Introduction
We are only beginning to appreciate the full societal impact of the shift to monetarism and the ideas of the Chicago school of economics. In line with monetarist ideas, Paul Volker, the US federal reserve chairman, moved to tighten monetary supply and push up interest rates to stamp out inflation in 1979 (often referred to as the Volker Shock). This set in motion changes that spelled the end of the era of the Standard Employment Relationship (SER) in both the US and Canada (Cooper, 2017) and the rise of neoliberal austerity policies. The social compromise that allowed workers to bargain collectively and to rely on the state to fill at least some of the gaps in the social wage would gradually unravel. In the intervening four decades a new set of rules and norms have emerged, regulating the relationship between employers and employees. This chapter explores why employment rules and norms took the form they did, the prevalence of precarious employment in the labour market today and the social implications of what this chapter labels as the era of Increased Precarious Employment.

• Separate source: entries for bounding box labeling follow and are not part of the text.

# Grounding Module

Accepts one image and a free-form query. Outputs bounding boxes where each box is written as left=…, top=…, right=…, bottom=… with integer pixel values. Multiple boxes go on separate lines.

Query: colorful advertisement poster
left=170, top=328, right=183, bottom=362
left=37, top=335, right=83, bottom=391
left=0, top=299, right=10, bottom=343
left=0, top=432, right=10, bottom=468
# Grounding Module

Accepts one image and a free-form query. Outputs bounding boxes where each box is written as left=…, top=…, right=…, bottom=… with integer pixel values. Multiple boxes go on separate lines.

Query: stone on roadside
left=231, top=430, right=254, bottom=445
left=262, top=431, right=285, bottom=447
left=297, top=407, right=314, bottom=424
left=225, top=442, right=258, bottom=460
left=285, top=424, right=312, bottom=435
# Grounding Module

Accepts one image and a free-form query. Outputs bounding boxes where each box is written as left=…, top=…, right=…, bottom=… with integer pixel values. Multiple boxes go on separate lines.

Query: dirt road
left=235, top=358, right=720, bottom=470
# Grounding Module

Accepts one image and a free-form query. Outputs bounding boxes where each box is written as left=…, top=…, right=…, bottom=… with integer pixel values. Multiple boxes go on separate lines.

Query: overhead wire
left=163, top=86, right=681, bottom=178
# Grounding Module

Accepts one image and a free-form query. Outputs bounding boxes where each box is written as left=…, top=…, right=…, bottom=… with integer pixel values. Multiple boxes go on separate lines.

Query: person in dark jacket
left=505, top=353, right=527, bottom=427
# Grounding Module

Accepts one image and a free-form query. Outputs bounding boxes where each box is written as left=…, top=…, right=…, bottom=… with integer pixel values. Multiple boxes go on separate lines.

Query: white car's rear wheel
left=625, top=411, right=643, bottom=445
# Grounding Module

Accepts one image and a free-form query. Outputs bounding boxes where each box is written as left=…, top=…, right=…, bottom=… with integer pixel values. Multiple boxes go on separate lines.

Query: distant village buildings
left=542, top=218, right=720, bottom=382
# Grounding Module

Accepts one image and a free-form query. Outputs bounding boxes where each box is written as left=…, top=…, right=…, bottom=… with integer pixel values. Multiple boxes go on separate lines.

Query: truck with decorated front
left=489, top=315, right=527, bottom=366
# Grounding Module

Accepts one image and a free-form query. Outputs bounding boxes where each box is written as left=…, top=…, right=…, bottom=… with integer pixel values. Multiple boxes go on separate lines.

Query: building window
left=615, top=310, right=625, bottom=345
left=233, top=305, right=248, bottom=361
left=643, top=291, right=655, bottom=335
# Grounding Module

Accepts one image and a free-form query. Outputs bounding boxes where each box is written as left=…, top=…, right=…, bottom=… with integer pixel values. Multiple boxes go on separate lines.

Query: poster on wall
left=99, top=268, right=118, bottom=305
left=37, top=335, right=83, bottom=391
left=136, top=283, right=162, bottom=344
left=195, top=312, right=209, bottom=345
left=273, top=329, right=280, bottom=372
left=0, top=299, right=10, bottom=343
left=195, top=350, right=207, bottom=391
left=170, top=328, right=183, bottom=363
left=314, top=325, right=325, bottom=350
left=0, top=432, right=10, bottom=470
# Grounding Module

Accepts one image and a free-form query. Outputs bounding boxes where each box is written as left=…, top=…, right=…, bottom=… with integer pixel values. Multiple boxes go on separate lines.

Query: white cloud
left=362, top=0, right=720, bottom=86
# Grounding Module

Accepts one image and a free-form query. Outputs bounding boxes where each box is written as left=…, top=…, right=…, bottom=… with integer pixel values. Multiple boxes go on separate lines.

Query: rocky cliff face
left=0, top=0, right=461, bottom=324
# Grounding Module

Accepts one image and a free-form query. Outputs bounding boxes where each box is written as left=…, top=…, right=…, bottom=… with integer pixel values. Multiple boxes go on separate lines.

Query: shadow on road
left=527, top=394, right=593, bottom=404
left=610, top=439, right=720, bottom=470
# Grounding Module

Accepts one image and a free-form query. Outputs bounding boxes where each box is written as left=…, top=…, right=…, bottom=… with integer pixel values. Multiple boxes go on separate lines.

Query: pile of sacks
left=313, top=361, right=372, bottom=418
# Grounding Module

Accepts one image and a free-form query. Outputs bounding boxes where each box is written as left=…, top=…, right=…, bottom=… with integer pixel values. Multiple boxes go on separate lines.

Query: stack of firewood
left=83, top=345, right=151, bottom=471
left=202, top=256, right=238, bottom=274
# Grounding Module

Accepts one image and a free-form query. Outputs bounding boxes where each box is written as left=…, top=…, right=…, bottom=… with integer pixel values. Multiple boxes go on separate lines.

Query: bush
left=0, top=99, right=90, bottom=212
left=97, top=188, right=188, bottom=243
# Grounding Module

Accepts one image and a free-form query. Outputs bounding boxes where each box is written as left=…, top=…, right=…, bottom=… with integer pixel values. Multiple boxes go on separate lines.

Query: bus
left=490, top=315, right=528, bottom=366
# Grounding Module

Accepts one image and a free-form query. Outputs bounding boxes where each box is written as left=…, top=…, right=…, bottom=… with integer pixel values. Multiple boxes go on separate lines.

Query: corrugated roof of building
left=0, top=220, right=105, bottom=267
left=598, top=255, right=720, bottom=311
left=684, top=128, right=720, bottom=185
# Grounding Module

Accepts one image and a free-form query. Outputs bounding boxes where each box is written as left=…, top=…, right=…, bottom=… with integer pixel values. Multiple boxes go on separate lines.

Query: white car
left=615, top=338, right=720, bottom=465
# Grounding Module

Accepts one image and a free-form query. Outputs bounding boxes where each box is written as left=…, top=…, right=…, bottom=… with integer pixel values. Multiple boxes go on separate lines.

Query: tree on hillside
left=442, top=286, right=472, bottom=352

The employment norms associated with the era of Increased Precarious Employment represent one component of a broader shift to a neoliberal form of social organization. Neoliberalism is defined here as a form of social organization where individuals are free to contract, where outcomes are disciplined by the market (Harvey, 2005) and where the role of the family in providing for its members is emphasized over the role of state welfare (Cooper, 2017). Neoliberalism has redefined ‘common sense’ around the role of the state and the rights of individuals. In the process, it has remade institutions such as the employment relationship, and many of the values held by individuals (Brown, 2015; Kotsko, 2018). This chapter will argue that the increased prevalence of less secure employment has as much to do with the ideological shifts embedded in the neoliberal and austerity discourse as it does with rational responses to economic forces.
For many workers, particularly white men who were the greatest beneficiaries of the post-1945 social compromise, employment has become less secure and less rewarding. Since 1979, real wages have stopped growing for most workers. The risks of injury and illness, unemployment and old age are increasingly borne by workers (Cappelli, 1999; Hacker, 2006).